Di fronte a questo stato di cose, che mette Napoli in una posizione di incertezza maggiore di quella dello Stato d’Israele sotto la minaccia dell’atomica iraniana, sembra strana l’apparente indifferenza dei napoletani. Poco si dice su cosa si farà se la catastrofe temuta si verificherà; poco si sa di come avverrà l’evacuazione della popolazione, quella della zona rossa, più esposta alla furia del vulcano; dove andrà questa gente, quali strade di fuga percorrerà, quanto tempo avrà a disposizione per fuggire, chi l’accoglierà. Certo la cosa non avrà le dimensioni, pur terribili, dei recenti terremoti, sarà qualcosa di biblico, che non si può nemmeno immaginare.

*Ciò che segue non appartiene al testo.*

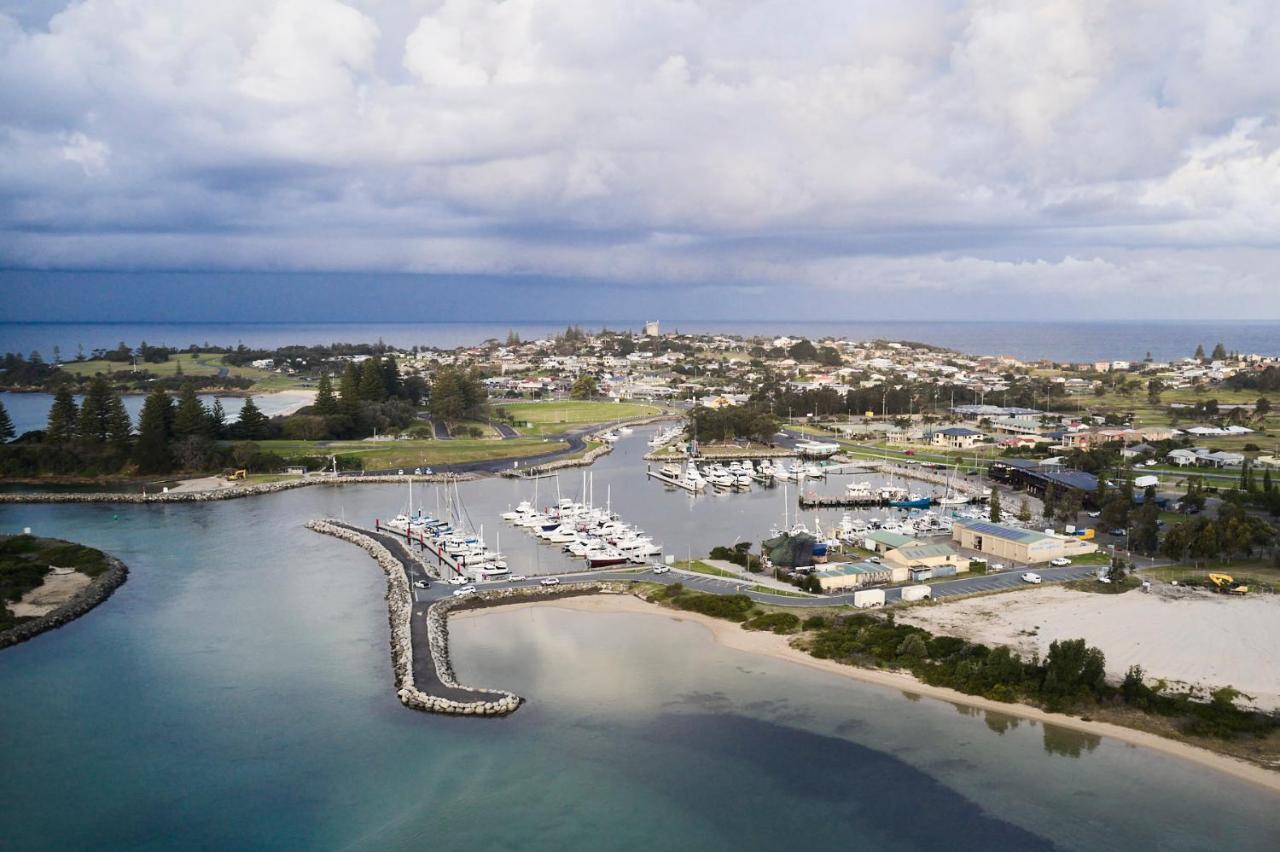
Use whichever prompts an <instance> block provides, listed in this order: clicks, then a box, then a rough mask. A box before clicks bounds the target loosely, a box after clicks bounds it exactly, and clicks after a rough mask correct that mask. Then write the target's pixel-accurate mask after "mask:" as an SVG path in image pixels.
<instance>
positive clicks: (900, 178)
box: [0, 0, 1280, 312]
mask: <svg viewBox="0 0 1280 852" xmlns="http://www.w3.org/2000/svg"><path fill="white" fill-rule="evenodd" d="M26 26H27V28H26V29H24V28H23V26H19V24H18V23H17V22H14V20H12V19H0V262H5V264H8V265H22V264H29V265H36V266H41V265H76V266H81V265H83V266H95V265H124V266H131V267H147V266H170V265H179V266H192V265H210V266H219V265H234V266H244V265H248V266H252V265H266V266H270V267H273V269H275V267H314V269H371V270H421V269H430V270H433V271H477V270H479V271H486V272H493V274H503V272H521V274H522V272H540V274H548V275H561V276H577V278H604V279H608V280H626V279H630V280H634V281H636V283H640V284H645V283H658V284H680V283H684V281H708V280H714V281H719V283H726V284H739V285H741V287H749V285H750V287H756V285H762V284H767V285H773V287H778V285H782V284H786V283H788V281H804V283H806V284H808V285H812V287H824V288H828V289H838V290H840V292H842V293H856V292H860V290H864V289H868V288H874V287H877V285H882V284H883V285H888V284H892V285H900V287H937V288H947V287H950V288H969V289H970V290H972V292H974V293H989V292H995V290H996V289H1001V292H1005V293H1014V292H1018V290H1019V288H1036V289H1038V290H1041V292H1051V290H1052V289H1053V288H1066V287H1071V288H1075V290H1076V292H1080V293H1091V292H1092V293H1098V294H1101V293H1102V290H1103V289H1105V288H1106V287H1114V288H1128V289H1138V290H1142V292H1144V293H1147V294H1151V296H1155V294H1161V293H1167V292H1170V287H1171V285H1172V284H1176V283H1178V281H1184V280H1192V279H1196V280H1201V281H1203V280H1206V279H1213V278H1215V276H1219V278H1220V279H1221V280H1222V281H1231V283H1233V285H1234V287H1238V288H1254V289H1251V290H1249V292H1257V293H1258V297H1257V298H1258V299H1261V301H1262V302H1263V303H1265V304H1266V308H1265V310H1268V311H1272V312H1275V311H1280V297H1277V296H1275V294H1270V293H1268V292H1267V288H1265V287H1262V288H1261V289H1258V287H1257V283H1258V281H1265V280H1270V276H1271V275H1272V274H1274V272H1275V271H1276V267H1277V260H1276V258H1277V256H1276V253H1275V234H1276V233H1277V225H1280V221H1277V219H1280V214H1277V212H1276V211H1280V130H1277V120H1280V65H1277V64H1276V63H1275V61H1274V60H1272V56H1271V54H1272V51H1274V46H1275V43H1277V41H1280V10H1277V8H1276V6H1275V5H1274V4H1271V3H1265V1H1261V0H1260V1H1256V3H1236V4H1231V5H1229V6H1221V8H1220V6H1216V5H1206V4H1199V3H1190V1H1189V0H1187V1H1181V3H1170V4H1080V3H1071V1H1069V0H1056V1H1051V3H1046V4H1025V3H1016V1H1012V0H973V1H972V3H965V4H955V3H947V1H945V0H936V1H934V3H925V4H923V5H918V4H913V5H911V6H910V8H906V6H905V5H904V6H901V8H900V6H895V5H893V4H888V5H886V4H878V3H851V1H847V0H824V1H822V0H819V1H815V3H812V4H806V5H805V8H804V10H803V13H801V12H800V10H799V9H797V8H796V6H795V5H794V4H788V3H782V1H781V0H762V1H759V3H751V4H739V3H727V1H724V0H658V1H655V3H646V4H635V3H628V1H627V0H559V1H557V3H545V1H539V0H504V1H503V3H493V1H490V0H443V3H435V1H428V0H415V1H413V3H388V1H387V0H364V1H358V0H344V1H338V0H274V1H273V0H223V1H220V3H216V4H210V3H206V1H205V0H129V1H125V0H84V1H83V3H76V4H72V5H68V8H67V10H65V12H63V13H61V14H59V15H55V17H54V18H52V19H51V20H50V22H49V26H47V28H41V29H33V28H31V24H29V23H28V24H26ZM122 232H123V233H122ZM246 232H251V235H250V234H247V233H246ZM1189 247H1194V248H1196V249H1197V251H1202V252H1207V253H1204V255H1198V256H1197V258H1196V260H1194V261H1190V260H1189V253H1188V248H1189ZM1138 258H1140V260H1138ZM1180 270H1189V272H1183V271H1180ZM1160 276H1167V280H1164V281H1162V280H1161V278H1160ZM1179 287H1180V285H1179ZM1098 298H1101V296H1100V297H1098Z"/></svg>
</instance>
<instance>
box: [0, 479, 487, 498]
mask: <svg viewBox="0 0 1280 852" xmlns="http://www.w3.org/2000/svg"><path fill="white" fill-rule="evenodd" d="M474 478H476V475H475V473H430V475H421V476H417V475H415V476H408V475H404V476H401V475H387V476H339V477H319V476H317V477H310V478H305V480H287V481H283V482H262V484H260V485H233V486H230V487H225V489H210V490H209V491H169V493H168V494H165V493H163V491H161V493H157V494H125V493H110V491H105V493H90V491H86V493H76V491H68V493H40V491H32V493H29V494H22V493H18V494H0V503H209V501H211V500H236V499H238V498H247V496H256V495H259V494H275V493H276V491H289V490H293V489H305V487H310V486H312V485H328V486H333V487H338V486H342V485H362V484H364V485H385V484H388V482H408V481H410V480H412V481H413V482H452V481H463V482H465V481H468V480H474Z"/></svg>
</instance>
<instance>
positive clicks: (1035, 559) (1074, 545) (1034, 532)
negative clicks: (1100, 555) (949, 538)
mask: <svg viewBox="0 0 1280 852" xmlns="http://www.w3.org/2000/svg"><path fill="white" fill-rule="evenodd" d="M951 537H952V539H954V540H955V541H956V542H957V544H959V545H960V546H961V548H964V549H965V550H975V551H978V553H980V554H983V555H987V556H995V558H997V559H1007V560H1010V562H1015V563H1023V564H1036V563H1043V562H1050V560H1051V559H1057V558H1059V556H1076V555H1080V554H1085V553H1093V551H1094V550H1097V549H1098V546H1097V545H1096V544H1093V542H1092V541H1083V540H1080V539H1078V537H1075V536H1060V535H1056V533H1053V532H1039V531H1037V530H1023V528H1020V527H1010V526H1005V525H1002V523H991V522H987V521H964V522H961V521H956V522H955V523H954V525H952V526H951Z"/></svg>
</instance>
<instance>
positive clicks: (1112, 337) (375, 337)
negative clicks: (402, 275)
mask: <svg viewBox="0 0 1280 852" xmlns="http://www.w3.org/2000/svg"><path fill="white" fill-rule="evenodd" d="M644 319H645V317H639V319H635V320H622V321H600V320H571V319H566V321H564V322H561V324H545V322H500V324H485V322H436V324H340V322H339V324H279V322H264V324H110V322H108V324H74V322H73V324H59V322H4V324H0V352H22V353H24V354H26V353H29V352H32V351H38V352H41V353H42V356H44V357H45V358H46V359H50V358H52V353H54V347H55V345H56V347H59V349H60V353H61V357H63V358H74V357H76V354H77V352H78V351H79V348H81V347H83V349H84V352H86V353H88V352H90V351H92V349H96V348H114V347H116V345H118V344H119V343H120V342H122V340H123V342H125V343H128V344H129V345H133V347H136V345H138V344H140V343H142V342H143V340H145V342H147V343H148V344H151V345H173V347H188V345H191V344H202V343H210V344H215V345H238V344H241V343H243V344H244V345H247V347H251V348H275V347H280V345H285V344H321V343H334V342H342V343H375V342H378V340H384V342H387V343H388V344H392V345H397V347H413V345H425V347H440V348H452V347H457V345H468V344H475V343H481V342H483V340H485V339H488V338H497V339H499V340H506V338H507V333H508V331H512V330H513V331H516V333H518V334H520V335H521V336H522V338H524V339H538V338H540V336H545V335H550V334H554V333H557V331H561V330H563V329H564V326H566V325H567V324H570V322H577V324H579V325H582V326H584V327H588V329H600V327H604V326H607V327H611V329H639V327H640V325H641V320H644ZM662 327H663V330H667V331H672V330H681V331H708V333H712V331H718V333H726V334H739V335H782V334H791V335H804V336H809V338H820V336H828V335H829V336H842V338H849V339H854V340H872V339H890V340H915V342H920V343H931V344H934V345H941V347H948V348H954V349H960V351H963V352H970V353H975V354H1010V356H1014V357H1018V358H1024V359H1037V358H1053V359H1056V361H1097V359H1101V358H1107V359H1115V358H1124V359H1140V358H1143V357H1144V356H1146V354H1147V353H1148V352H1151V354H1152V357H1155V358H1160V359H1170V358H1180V357H1187V356H1190V354H1192V353H1193V352H1194V351H1196V347H1197V345H1198V344H1203V345H1204V348H1206V351H1208V349H1211V348H1212V347H1213V344H1216V343H1222V344H1224V345H1226V348H1228V349H1230V351H1239V352H1257V353H1263V354H1280V322H1275V321H1248V320H1242V321H1211V322H1188V321H1156V322H1143V321H1133V322H1057V321H1047V322H937V321H922V322H874V321H863V322H804V321H786V320H776V321H769V322H714V321H698V320H692V321H667V322H663V324H662Z"/></svg>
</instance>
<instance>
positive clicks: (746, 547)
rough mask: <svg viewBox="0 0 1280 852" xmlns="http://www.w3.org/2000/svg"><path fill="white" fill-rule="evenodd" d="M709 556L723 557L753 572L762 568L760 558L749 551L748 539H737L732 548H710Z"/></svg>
mask: <svg viewBox="0 0 1280 852" xmlns="http://www.w3.org/2000/svg"><path fill="white" fill-rule="evenodd" d="M710 558H712V559H723V560H724V562H731V563H733V564H735V565H742V567H744V568H746V569H748V571H754V572H760V571H763V568H764V565H763V563H762V562H760V558H759V556H758V555H755V554H753V553H751V542H750V541H739V542H737V544H736V545H733V546H732V548H712V553H710Z"/></svg>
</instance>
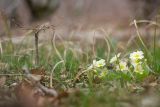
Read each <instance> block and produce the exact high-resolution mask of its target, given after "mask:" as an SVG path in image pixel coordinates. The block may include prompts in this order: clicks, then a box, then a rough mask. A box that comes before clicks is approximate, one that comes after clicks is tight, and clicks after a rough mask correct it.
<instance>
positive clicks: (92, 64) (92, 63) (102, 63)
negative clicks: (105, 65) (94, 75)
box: [88, 59, 106, 69]
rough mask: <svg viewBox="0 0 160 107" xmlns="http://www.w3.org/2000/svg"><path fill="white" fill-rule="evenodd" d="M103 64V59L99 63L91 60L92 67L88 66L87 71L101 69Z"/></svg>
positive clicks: (94, 60) (103, 62)
mask: <svg viewBox="0 0 160 107" xmlns="http://www.w3.org/2000/svg"><path fill="white" fill-rule="evenodd" d="M105 64H106V63H105V60H104V59H100V60H99V61H96V60H93V63H92V65H90V66H89V68H88V69H92V68H99V67H103V66H105Z"/></svg>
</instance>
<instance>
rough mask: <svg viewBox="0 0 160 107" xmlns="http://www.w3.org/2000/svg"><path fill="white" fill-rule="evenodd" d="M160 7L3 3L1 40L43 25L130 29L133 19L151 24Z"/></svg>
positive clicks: (0, 26)
mask: <svg viewBox="0 0 160 107" xmlns="http://www.w3.org/2000/svg"><path fill="white" fill-rule="evenodd" d="M159 7H160V0H0V36H4V35H6V32H7V31H6V29H9V30H12V32H14V33H13V34H15V35H16V34H19V32H21V31H17V30H15V29H17V28H19V27H26V28H27V27H31V26H35V25H41V23H44V22H49V23H50V24H53V25H54V26H56V27H57V29H61V31H65V32H70V31H71V30H75V29H76V30H77V29H79V30H86V29H93V28H97V27H104V28H127V27H128V26H129V23H130V22H131V21H133V19H138V20H152V19H153V18H154V17H155V16H156V15H157V14H158V10H159ZM13 29H14V30H13ZM20 34H21V33H20Z"/></svg>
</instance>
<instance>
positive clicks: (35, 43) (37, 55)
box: [35, 32, 39, 65]
mask: <svg viewBox="0 0 160 107" xmlns="http://www.w3.org/2000/svg"><path fill="white" fill-rule="evenodd" d="M38 33H39V32H36V33H35V50H36V53H35V54H36V56H35V64H36V65H38V64H39V52H38Z"/></svg>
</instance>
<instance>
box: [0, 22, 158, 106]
mask: <svg viewBox="0 0 160 107" xmlns="http://www.w3.org/2000/svg"><path fill="white" fill-rule="evenodd" d="M154 24H155V23H153V22H152V23H149V25H146V26H147V27H146V26H144V25H143V27H141V28H139V27H138V25H139V24H138V25H137V23H136V22H135V23H133V24H132V27H131V28H115V27H112V29H111V27H110V29H108V27H104V26H103V27H100V28H99V27H94V28H93V27H92V26H91V27H88V28H89V29H86V28H83V27H81V26H80V25H78V26H75V27H73V26H72V27H71V28H70V27H67V26H66V27H65V26H61V27H59V28H58V27H57V26H52V25H50V24H48V23H45V24H43V25H41V26H38V27H35V28H32V29H31V28H29V29H28V28H25V29H23V30H24V32H25V33H23V35H24V36H18V37H17V36H16V37H8V38H3V39H1V40H2V41H1V44H0V69H1V73H0V107H4V106H5V107H46V106H48V107H52V106H53V107H159V106H160V104H159V99H160V92H159V91H160V77H159V74H160V41H159V36H158V35H159V30H158V28H159V25H158V24H157V26H158V27H156V30H155V27H154V26H153V25H154ZM151 25H152V26H153V27H150V26H151ZM107 26H108V25H107ZM62 27H64V28H63V29H62ZM21 30H22V29H21ZM119 53H120V54H119Z"/></svg>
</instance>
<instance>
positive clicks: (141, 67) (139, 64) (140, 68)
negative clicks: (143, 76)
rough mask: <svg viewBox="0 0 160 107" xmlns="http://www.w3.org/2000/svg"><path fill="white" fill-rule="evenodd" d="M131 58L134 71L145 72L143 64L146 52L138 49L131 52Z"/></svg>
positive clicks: (137, 71) (142, 73)
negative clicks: (144, 53)
mask: <svg viewBox="0 0 160 107" xmlns="http://www.w3.org/2000/svg"><path fill="white" fill-rule="evenodd" d="M129 58H130V60H131V64H132V65H133V67H134V72H137V73H140V74H143V71H144V69H143V67H142V64H143V62H144V53H143V52H142V51H136V52H133V53H131V54H130V56H129Z"/></svg>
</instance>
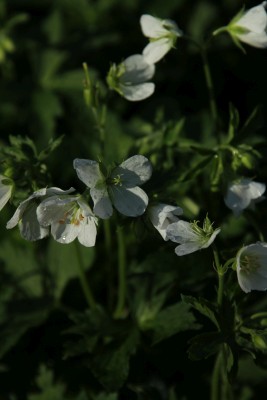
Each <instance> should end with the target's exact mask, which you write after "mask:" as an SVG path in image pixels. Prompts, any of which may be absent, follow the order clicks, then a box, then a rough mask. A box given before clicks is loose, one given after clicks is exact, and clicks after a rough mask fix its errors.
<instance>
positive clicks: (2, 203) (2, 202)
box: [0, 175, 13, 210]
mask: <svg viewBox="0 0 267 400" xmlns="http://www.w3.org/2000/svg"><path fill="white" fill-rule="evenodd" d="M12 189H13V185H12V183H8V178H6V177H5V176H4V175H0V210H2V208H4V206H5V205H6V203H7V202H8V200H9V199H10V197H11V195H12Z"/></svg>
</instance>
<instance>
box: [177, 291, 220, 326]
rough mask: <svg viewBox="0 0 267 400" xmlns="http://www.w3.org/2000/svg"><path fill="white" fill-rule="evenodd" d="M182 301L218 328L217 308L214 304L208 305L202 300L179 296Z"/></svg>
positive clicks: (181, 295) (205, 299) (217, 316)
mask: <svg viewBox="0 0 267 400" xmlns="http://www.w3.org/2000/svg"><path fill="white" fill-rule="evenodd" d="M181 298H182V301H183V302H185V303H186V304H189V305H190V306H191V307H193V308H194V309H195V310H197V311H199V312H200V313H201V314H202V315H205V317H207V318H209V319H210V321H212V322H213V323H214V325H215V326H216V327H217V328H219V324H218V312H217V308H216V306H215V305H214V304H212V303H210V302H209V301H208V300H206V299H202V298H198V299H197V298H196V297H193V296H185V295H183V294H182V295H181Z"/></svg>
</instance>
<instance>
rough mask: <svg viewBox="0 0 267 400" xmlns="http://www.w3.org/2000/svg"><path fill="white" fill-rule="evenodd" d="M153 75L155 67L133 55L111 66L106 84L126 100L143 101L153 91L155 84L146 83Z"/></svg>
mask: <svg viewBox="0 0 267 400" xmlns="http://www.w3.org/2000/svg"><path fill="white" fill-rule="evenodd" d="M154 73H155V65H153V64H149V63H148V62H147V61H146V60H145V58H144V56H142V55H141V54H134V55H132V56H130V57H128V58H126V60H124V61H123V62H122V63H121V64H119V65H116V64H113V65H112V66H111V68H110V70H109V73H108V76H107V83H108V85H109V88H110V89H112V90H116V91H117V92H118V93H119V94H120V95H121V96H122V97H124V98H125V99H127V100H130V101H139V100H144V99H146V98H147V97H149V96H151V95H152V94H153V93H154V91H155V84H154V83H153V82H147V81H149V80H150V79H151V78H152V77H153V75H154Z"/></svg>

Tra le tante disgrazie che affliggono Napoli bisognerà mettere in conto anche questa? Man mano che il tempo passa si è insinuata nella mente di alcuni napoletani, più nervosi o più preveggenti, una specie di sotterranea ossessione, e c’è chi scrive continue lettere alle autorità, anche europee, per attirare l’attenzione su questi problemi, o chi cerca in vari modi l’appoggio dell’opinione pubblica per smuovere l’inerzia di chi dovrebbe «fare qualcosa». Giorni fa, il 4 luglio, ne ha parlato sul «Corriere della Sera» Gian Antonio Stella, io stesso ne ho scritto qualche volta. Ma a che serve? È diventato, per alcuni, perfino banale accennarvi. Un napoletano più fatalista degli altri, da me interrogato sull’argomento, mi ha risposto infastidito: «Un’eruzione? Potrebbe essere una soluzione».